"Dandy Gilver and a Spot of Toil and Trouble" by Catriona McPherson is a wonderfully escapist romp. It is the summer of 1934. Dandy Gilver, aristocratic wife, mother, and partner in the decidedly genteel detective agency of Gilver and Osborne (no divorce work if you please!) is prevailed upon to help an old debutante friend, Minerva, whose husband's family, the Bewers, own Castle Bewer in Perthshire. Dandy, her astute maid Grant, and her sometimes slightly less astute partner in crime-fighting, Alec Osborne, duly arrive at Castle Bewer. There they find themselves embroiled in a complex family mystery revolving around Minerva's father-in-law, who some decades earlier left Scotland for sunnier climes, though exactly which sunnier climes, and why, is very hazy. Certainly his departure seems to have been intimately involved with the "Cut Throat" a ruby necklace of unparalleled splendour, which disappeared at the same time: though his respect for a family curse involving the necklace makes it likely he hid it in the castle and didn't take it with him.
As if this were not enough, the Bewers have decided their future ability to afford the upkeep of the castle depends on finding innovative means of generating income. One is to launch a production of Shakespeare in the castle courtyard to attract visitors.
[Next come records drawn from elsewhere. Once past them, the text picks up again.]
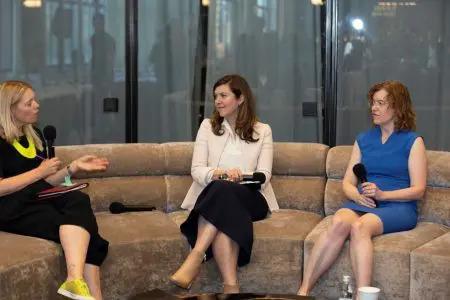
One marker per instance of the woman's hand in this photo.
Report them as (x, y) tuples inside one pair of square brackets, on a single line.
[(366, 201), (371, 190), (89, 163), (234, 175), (49, 167)]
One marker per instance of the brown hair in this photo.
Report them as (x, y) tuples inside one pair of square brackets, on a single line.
[(399, 99), (246, 117), (11, 93)]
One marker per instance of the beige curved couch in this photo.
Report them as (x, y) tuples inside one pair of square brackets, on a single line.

To this end, Castle Bewer is descended upon by a motley band of performers, and mayhem ensues as they work up to their opening performance. Meanwhile the guest wing is accommodating a group of formidable American ladies keen on finding the missing necklace for themselves, and prepared to fend off the castle's ghosts in order to do so.
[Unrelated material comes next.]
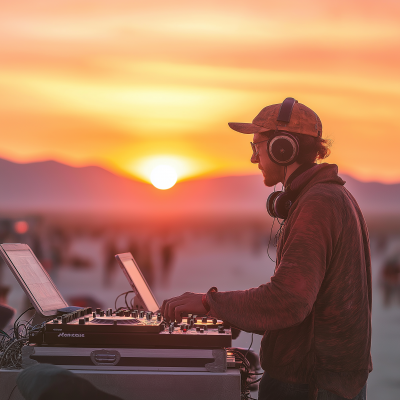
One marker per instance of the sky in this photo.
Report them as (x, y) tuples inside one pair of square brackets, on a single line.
[(128, 85)]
There is a sort of magnificent chaos that pervades much of this book, and you find yourself sharing Dandy's uncertainty about what the real purpose of her stay at Castle Bewer is meant to be. And then, just at the chaos reaches a crescendo, you begin to realise that everything has had a direction and a purpose all along, and all the pieces that have been flying around for most of the book begin to fall into place to provide a highly satisfying and extremely unexpected conclusion.
This book is the author's twelfth outing for Dandy Gilver, and if you wanted to sum it up in a single word, that word would be "fun". This is a thoroughly accomplished and enjoyable book that turns, almost unexpectedly, into a deeply satisfying one. We'll let you find out how and why for yourself. With a book set in an age during which many of our grandparents were alive, the key to making the setting and characters real is for the author to ensure that everything feels right, and there are no false notes or anachronisms to derail the reader's immersion in, or enjoyment of, the story. Catriona McPherson succeeds admirably.